Over 75% of those attending a congregation that was renting the building of a church I served in the inner city were below the poverty line. Yet these mission-focused Christians donated more each week for the ministry of their church than received by our larger group of wealthier suburban church members. The difference I learned was in cost assessment; either serve God or be religious for the least cost possible. Mind you this is not my judgment of them, but their spoken words at different times. My congregation relied on endowment for church operations while members, retired corporate executives, stretched themselves to give a few dollars weekly. An interesting note is that the renting congregation were joyous Christians amidst adversity, while the other congregation was often sullen and judgmental about others in need.
I am thankful that UCA started using the FACTS system to assess financial aid needs. Based on the report, the Finance Committee makes hard decisions, balancing the expressed needs of UCA families and the FACTS aid suggestion. Reports are anonymous, identifying each family only by number in order of application. Each family is asked how much they felt they could afford to pay, and FACTS offers an impartial assessment for the committee to consider. The committee knows that it takes about $6,000 per student to cover only the salaries for our faculty and staff, not to mention the building and other costs. In essence, some aid is given to every family. The cost of an education which combines academics and character is never fully covered by tuition.
Thus my surprise when periodically a middle income family is identified as able to pay at least a portion of the tuition by FACTS while the family suggests they are unable to pay any tuition, in essence requesting a free education. Is this realistic? Each gift of financial aid must come from other sources, donors who see the vision and value of UCA, or teachers willing to sacrifice for the sake of the child. Thus the importance of fundraising at UCA.
I have generally found that if there is something that is highly valued, the cost is less likely to be a barrier. Things judged valuable will cost something, and people will make every effort to cover the cost! Think of the costs that have been associated with things that benefit us.
Education – Many parents and families have given of themselves in time and funds to educate each of us; especially if we have been blessed with a college education. Freedom – Need I elaborate on the sacrifice of our Armed Forces, giving time away from families for long periods and even suffering death so we might enjoy the freedoms of living in the USA.
Every Food and Commodity we enjoy – This s a subtle one. Did you know that every consumer product or the parts that make it travels by ship to our shores? And every ship is crewed by international seafarers who are paid low wages and are away from their families 9-12 months at a time; seldom seeing their children grow up to support their family. We are indebted to them though they are anonymous to most of the world.
Life and Nurture – As we approach Mother’s Day we must not forget the cost of parenting that our mothers have given to enable us to enjoy life, to be fed, and to mature into adulthood. Salvation/Redemption – Can we ever forget the cost of God’s Son that we might know eternal forgiveness and hope? Certainly death on the cross was the ultimate cost offering life to all who believe in Christ.

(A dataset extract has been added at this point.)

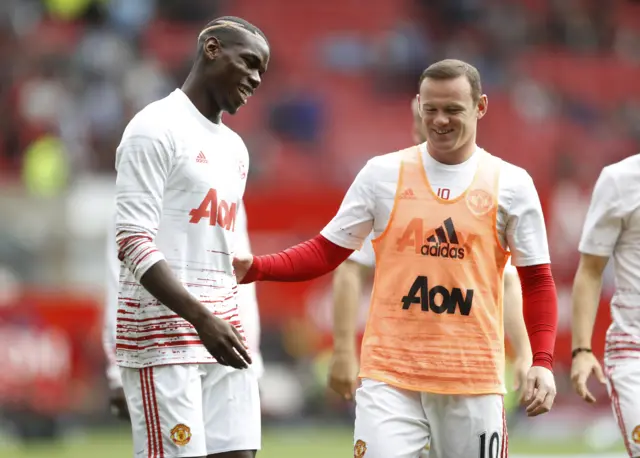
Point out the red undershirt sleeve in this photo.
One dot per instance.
(305, 261)
(540, 309)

Perhaps the real issue is not about cost, but about priority. I remember a few homeless people dropping by my church office. Though unemployed, they had the latest electronic gadgets, ostentatious jewelry, while asking our church to give them food or funds. My method was to engage them in conversation trying to assess their life in areas from finances to God and focusing on long-term needs. I wanted them to evaluate decisions – never to tell them what they are to do, realizing every decision must be theirs, hopefully made prayerfully. Midway many would leave for the rest room, never to return; perhaps the cost of listening to me outweighed the need for food.
God’s provision is assured to all who trust in Him. What cost is adequate for a child’s quality Bible-based education? What would make it a top priority for the remaining years of our children’s school if they were receiving God’s perspective on life, eternal hope and faith? Is there anything more important than the building of leadership qualities in our students? This is an expense that is only needed for a brief time in life, but enables them to have a future that only God can give.
My dad often said, “Nothing is free. The trick is deciding what to pay for.” He had little to give financially, but spent most every non-work waking hour helping others and supporting the work of organizations that helped others, including his church. He and my mother understood the joy of serving Christ, of being satisfied with little, yet supporting my pursuit of education. And I am sure he would say today, with a smile, “It was well worth every cost.”
Maybe it is time to change our thinking from considering costs to investing in our children’s future. I am thankful this was the perspective of my parents. Having seen the change in the lives of UCA students during this brief year, I am sure the investment made by families, faculty, and others will be blessed by God as they see young people grow to be mature leaders in our communities. After all, that is the investment we are all making at UCA.